Original Source: https://www.facebook.com/LittleBeaks/

I’ve heard about many pet birds that have been ‘released’ or ‘freed’, and every time I hear this my heart breaks a bit more.
Most stories I’ve heard are people who have ‘accidentally’ left the cage open; the noise or care became too much for them, and leaving the cage open was easier than finding a new home.
Perhaps even more sadly is people letting birds go with the best intentions – thinking the bird deserved freedom and to live in the wild with other birds – not realising they probably wouldn’t survive.
Released pet birds face many life-threatening challenges: they do not know how to survive; finding food, shelter, avoiding and escaping predators, or simply dealing with weather.

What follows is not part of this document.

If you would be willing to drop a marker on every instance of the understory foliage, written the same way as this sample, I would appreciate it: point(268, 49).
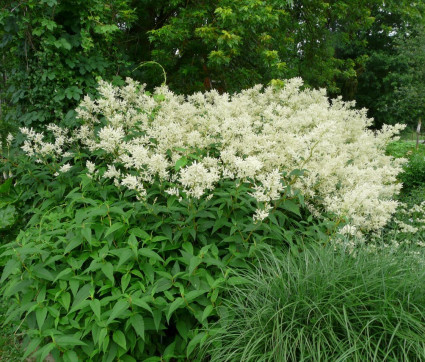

Many of these things are learned from their parents and not instinct. .
Then there’s the risk posed to wildlife. Captive birds may carry disease which can then be transferred to wild populations.
Instead of feeling sorry for birds, we need to encourage people to make the best of the circumstances; provide the best and most natural life possible, or seek help if they are unable to provide this.
What else can be done? Adopting and rescuing instead of funding breeders and bird mills. And we need to stop breeding pet birds while so many need homes.
Enriching a bird’s life includes providing mental and physical stimulation: foliage, branches, opportunity to forage, fly, play and flock.